Não é de todo por acaso que a poesia dos pequenos círculos, nos seus esforços para vencer a sua solidão, mergulha no romantismo insípido do «cosmismo». A ideia é um pouco esta: é preciso sentir o mundo como unidade e nós próprios como uma parte activa dessa unidade, com a perspectiva, mais tarde, de dirigir não apenas a terra, mas todo o cosmos. Tudo isso, bem entendido, é realmente soberbo e terrivelmente edificante. Éramos simples habitantes de Koursk ou de Kalouga, conquistamos toda a Rússia e caminhamos agora para a revolução mundial. Deveremos contentar-nos com tais «limites planetários»? Coloquemos imediatamente o círculo proletário sobre o cume do universo. Que existe aí de mais simples? Sabemos fazê-lo e não receamos ninguém!

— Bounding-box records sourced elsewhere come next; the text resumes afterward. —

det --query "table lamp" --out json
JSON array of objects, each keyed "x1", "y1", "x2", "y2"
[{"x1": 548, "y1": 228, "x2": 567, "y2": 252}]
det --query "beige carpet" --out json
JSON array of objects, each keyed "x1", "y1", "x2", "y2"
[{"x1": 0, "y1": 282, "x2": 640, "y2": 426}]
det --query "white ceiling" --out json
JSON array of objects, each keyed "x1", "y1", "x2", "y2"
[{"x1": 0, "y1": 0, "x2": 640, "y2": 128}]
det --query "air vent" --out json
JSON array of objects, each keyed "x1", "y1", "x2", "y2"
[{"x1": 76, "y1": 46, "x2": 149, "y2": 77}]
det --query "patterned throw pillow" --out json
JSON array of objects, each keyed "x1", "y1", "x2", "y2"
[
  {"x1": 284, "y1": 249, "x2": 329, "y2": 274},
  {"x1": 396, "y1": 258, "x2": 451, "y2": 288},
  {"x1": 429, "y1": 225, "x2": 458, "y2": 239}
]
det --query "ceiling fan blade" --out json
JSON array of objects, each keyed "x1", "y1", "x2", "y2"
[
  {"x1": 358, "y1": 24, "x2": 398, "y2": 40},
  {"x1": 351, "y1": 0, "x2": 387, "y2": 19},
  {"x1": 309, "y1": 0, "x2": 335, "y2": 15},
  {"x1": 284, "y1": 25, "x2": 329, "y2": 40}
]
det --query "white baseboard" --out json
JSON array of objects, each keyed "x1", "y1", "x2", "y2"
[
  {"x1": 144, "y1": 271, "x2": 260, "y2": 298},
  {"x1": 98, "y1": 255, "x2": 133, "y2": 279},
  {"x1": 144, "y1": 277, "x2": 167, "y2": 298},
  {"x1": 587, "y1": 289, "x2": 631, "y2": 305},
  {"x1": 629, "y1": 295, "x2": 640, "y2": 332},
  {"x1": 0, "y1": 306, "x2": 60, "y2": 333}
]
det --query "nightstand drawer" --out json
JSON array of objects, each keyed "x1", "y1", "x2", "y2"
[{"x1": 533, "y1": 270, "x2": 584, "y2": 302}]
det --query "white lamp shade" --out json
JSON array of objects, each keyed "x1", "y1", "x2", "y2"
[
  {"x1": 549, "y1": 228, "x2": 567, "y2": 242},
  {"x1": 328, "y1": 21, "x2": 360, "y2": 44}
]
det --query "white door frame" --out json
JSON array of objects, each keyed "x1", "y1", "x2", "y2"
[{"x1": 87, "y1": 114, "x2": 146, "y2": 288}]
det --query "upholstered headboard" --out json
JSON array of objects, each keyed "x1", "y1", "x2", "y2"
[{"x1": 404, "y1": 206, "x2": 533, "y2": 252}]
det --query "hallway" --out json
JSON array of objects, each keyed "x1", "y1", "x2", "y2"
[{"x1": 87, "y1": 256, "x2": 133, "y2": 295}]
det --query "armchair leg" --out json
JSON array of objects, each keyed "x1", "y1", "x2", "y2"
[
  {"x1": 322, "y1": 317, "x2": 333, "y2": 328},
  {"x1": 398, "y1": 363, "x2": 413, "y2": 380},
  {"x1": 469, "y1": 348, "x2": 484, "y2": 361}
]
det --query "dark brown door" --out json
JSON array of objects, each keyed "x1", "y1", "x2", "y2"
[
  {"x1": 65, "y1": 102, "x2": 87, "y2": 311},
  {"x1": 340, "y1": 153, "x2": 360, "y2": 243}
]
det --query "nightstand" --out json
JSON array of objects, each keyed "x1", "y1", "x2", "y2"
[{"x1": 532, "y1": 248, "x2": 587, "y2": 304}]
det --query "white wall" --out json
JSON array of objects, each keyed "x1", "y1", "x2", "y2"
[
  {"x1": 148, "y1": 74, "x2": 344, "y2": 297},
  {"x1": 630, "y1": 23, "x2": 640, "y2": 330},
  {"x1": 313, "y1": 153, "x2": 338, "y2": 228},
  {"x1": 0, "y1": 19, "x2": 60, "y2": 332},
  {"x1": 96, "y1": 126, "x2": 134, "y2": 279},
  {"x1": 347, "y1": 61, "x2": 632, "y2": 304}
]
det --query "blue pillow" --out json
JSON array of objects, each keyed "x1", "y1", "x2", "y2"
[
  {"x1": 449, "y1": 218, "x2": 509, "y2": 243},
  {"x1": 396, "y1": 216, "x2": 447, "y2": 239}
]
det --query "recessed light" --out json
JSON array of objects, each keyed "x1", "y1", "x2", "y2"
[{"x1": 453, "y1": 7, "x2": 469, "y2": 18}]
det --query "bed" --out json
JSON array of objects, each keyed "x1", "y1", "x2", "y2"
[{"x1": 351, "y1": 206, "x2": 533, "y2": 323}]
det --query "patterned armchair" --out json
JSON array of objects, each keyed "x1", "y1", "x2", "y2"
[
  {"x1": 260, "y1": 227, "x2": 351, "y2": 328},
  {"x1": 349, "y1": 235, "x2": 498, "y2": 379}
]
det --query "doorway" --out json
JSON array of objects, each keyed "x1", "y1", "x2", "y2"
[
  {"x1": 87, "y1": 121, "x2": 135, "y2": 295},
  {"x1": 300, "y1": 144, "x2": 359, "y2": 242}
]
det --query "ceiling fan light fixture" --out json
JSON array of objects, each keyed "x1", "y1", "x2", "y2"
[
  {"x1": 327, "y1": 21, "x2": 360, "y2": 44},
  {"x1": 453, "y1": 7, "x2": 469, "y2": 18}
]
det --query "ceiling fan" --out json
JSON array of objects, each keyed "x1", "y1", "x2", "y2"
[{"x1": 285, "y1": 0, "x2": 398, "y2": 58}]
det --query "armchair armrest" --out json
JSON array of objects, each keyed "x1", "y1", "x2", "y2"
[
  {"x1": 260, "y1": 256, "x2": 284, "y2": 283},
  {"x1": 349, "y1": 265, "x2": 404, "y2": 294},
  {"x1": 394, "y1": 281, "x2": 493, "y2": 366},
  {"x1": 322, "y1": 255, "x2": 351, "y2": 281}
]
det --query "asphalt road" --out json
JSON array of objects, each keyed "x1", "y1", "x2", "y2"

O cosmismo parece, ou pode parecer, extremamente audacioso, forte, revolucionário, proletário. De facto, encontra-se no cosmismo os elementos que confinam com a deserção: escapa-se aos difíceis problemas terrenos — e que são particularmente graves nas esferas interestelares. Por isso, o cosmismo revela um parentesco de certo modo inesperado com o misticismo. Com efeito, querer introduzir na sua concepção artística do Mundo o reino das estrelas, e não apenas d eum modo contemplativo, mas de uma forma activa, isso é uma tarefa demasiado pesada, independentemente até dos conhecimentos que se possam ter de astronomia — e, em todo o caso, revela também uma urgência que se não impõe... E compreende-se finalmente que se os poetas se tornam «cosmistas», isso não é porque a população da Via Láctea bate insistentemente à sua porta e exige deles uma resposta, mas porque os problemas terrenos os incitam a tentar salvar o Mundo. No entanto, não basta intitular-se «cosmista» para compreender as estrelas no céu. Tanto mais que o universo é composto muito mais pelo vazio estelar do que pelas estrelas. Esta tendência duvidosa que têm para preencher as lacunas da sua concepção do Mundo e da sua visão artística pela matéria subtil dos espaços interestelares corre o risco de conduzir alguns dos «cosmistas» para a mais subtil das matérias, o Espírito Santo, no qual repousam já tranquilamente muitos poetas defuntos.
Léon Trotski, in Literatura e Revolução, trad.
Serafim Ferreira, Editorial Fronteira, Dezembro de 1976, pp. 93-94.